The Court determined that these concerns outweighed the factors that would typically weigh in favour of accepting the transaction price – namely, that the InterOil shares traded on the NYSE; that the interested parties were all “major players” who knew the industry in Papua New Guinea and included insiders with specific knowledge of the project; that InterOil’s presence “on the market” was “no secret”; and that the transaction price increased through the bidding process from $34 to $45.

Court Endorses the Use of a Discounted Cash Flow Analysis

In evaluating the various valuation methods, the Court settled on the use of a discounted cash flow (DCF) analysis. Not only was a DCF analysis considered by all parties during the negotiation and sale process, each party’s expert had applied a DCF analysis as well.
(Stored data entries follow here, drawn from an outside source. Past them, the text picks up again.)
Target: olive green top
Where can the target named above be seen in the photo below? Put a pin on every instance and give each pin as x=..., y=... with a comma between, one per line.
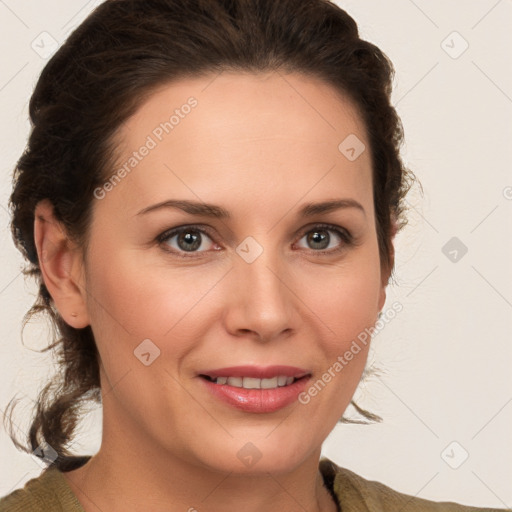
x=353, y=493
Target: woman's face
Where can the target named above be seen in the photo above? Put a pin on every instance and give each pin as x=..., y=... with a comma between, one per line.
x=264, y=285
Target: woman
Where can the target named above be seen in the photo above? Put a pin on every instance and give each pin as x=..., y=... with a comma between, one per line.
x=209, y=199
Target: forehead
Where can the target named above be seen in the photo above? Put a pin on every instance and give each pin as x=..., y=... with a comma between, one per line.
x=252, y=132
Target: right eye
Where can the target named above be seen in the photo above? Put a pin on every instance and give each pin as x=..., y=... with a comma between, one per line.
x=187, y=239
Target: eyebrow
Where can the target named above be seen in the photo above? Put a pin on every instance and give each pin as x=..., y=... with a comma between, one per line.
x=214, y=211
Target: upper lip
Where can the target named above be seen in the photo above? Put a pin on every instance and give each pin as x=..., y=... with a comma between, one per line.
x=257, y=372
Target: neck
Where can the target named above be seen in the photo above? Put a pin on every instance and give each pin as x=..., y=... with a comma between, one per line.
x=136, y=476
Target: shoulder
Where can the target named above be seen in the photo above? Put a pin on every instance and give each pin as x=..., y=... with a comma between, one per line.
x=356, y=493
x=47, y=492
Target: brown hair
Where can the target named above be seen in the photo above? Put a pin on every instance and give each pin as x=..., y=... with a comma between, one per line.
x=108, y=66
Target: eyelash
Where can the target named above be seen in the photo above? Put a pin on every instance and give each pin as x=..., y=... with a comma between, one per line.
x=344, y=235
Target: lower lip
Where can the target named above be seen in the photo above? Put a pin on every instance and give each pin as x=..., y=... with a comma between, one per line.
x=257, y=400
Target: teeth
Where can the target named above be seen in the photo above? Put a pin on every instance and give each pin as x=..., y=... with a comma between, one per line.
x=253, y=383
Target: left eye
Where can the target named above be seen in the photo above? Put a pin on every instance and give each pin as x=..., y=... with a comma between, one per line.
x=319, y=238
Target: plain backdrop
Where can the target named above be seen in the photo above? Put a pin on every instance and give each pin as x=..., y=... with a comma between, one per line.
x=445, y=387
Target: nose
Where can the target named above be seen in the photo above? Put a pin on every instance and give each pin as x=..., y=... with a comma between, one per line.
x=261, y=302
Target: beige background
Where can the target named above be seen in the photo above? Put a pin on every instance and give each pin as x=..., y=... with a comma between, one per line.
x=447, y=357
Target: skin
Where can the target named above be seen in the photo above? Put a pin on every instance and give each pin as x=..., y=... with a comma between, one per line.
x=260, y=146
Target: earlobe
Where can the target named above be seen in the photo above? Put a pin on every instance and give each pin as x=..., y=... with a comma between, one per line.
x=61, y=265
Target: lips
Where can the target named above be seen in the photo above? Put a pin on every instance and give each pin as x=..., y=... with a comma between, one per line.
x=256, y=389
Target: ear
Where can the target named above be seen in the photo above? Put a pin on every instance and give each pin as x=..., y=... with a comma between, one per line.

The Court also acknowledged potential shortcomings with a DCF analysis, referring to both the apparent mathematical certainty such an analysis can yield and the potentially significant impact of even minor variations in the underlying assumptions used.

For the Court, the “crux” of the fair value dispute was the competing DCF analyses prepared by the parties’ respective experts. The dissenting shareholders’ expert concluded that the fair value was US$71.46, whereas ExxonMobil’s expert concluded that the fair value was US$49.98, which equalled the $45 per share price plus the $4.98 that was ultimately realized on the contingent value right.
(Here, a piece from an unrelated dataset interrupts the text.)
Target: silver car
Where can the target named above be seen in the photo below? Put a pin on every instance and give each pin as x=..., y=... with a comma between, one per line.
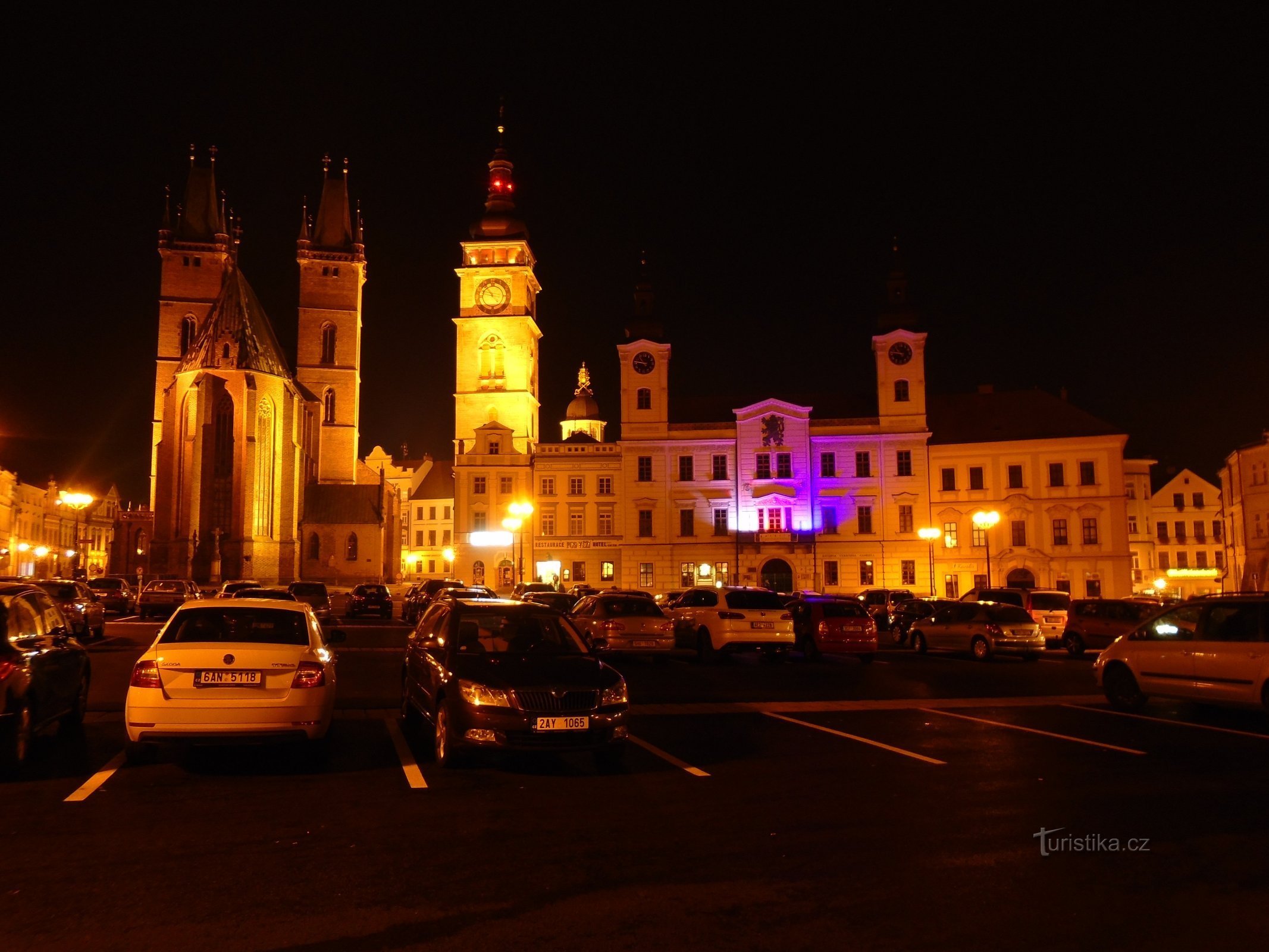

The Court noted three principal differences in the key inputs to the analysis which drove the differing values:

  • The discount rate applied by ExxonMobil’s expert was 1% higher at 11% compared with 10%.
  • Exxon Mobil’s expert applied a 3.5% country risk premium, whereas the dissenters’ expert applied no such premium.
  • Exxon Mobil’s LNG slope assumption was 12.6% compared with 14%.

Having dismissed the transaction price as a reliable indicator of fair value, the Court did not undertake an independent analysis of its own and ultimately adopted the conclusion of the dissenter’s expert. In doing so, the Court noted that no country risk was applied in the analysis by InterOil’s independent fairness opinion provider nor was any evidence led on whether there was country risk. The Court also noted that the dissenter’s expert had reflected the increase in the oil price between March 2016 and February 2017, which was not considered in the analysis of InterOil’s independent fairness opinion provider or the ExxonMobil expert.

Key Takeaways

One could be tempted to dismiss the finding in this case as the product of a unique set of facts and circumstances, including that an earlier iteration of the transaction had been criticized and rejected by the Yukon Court of Appeal. In that regard, notwithstanding the Court’s concerns that InterOil did not conduct a fully public and unfettered auction process, the Court acknowledged that there was wide industry knowledge that InterOil was seeking a sale transaction and approached the most logical and credible purchasers, and the bid process had yielded an increased price. Accordingly, absent the process criticisms of the Yukon Court of Appeal, the Court could have come to a different conclusion. Therefore, whether one agrees with the weight ascribed to the process criticisms in this particular case in rejecting the transaction price as evidence of fair value, one of the key takeaways that may be lost in the uproar is that process matters in public M&A transactions. The InterOil decisions, together with the increasing scrutiny by securities regulators on material conflict of interest transactions (see Multilateral CSA Staff Notice 61-302), make clear that all parties involved in a public M&A transaction should have a shared interest in ensuring a sale process that is, to the extent practicable, rigorous, independent and arm’s length.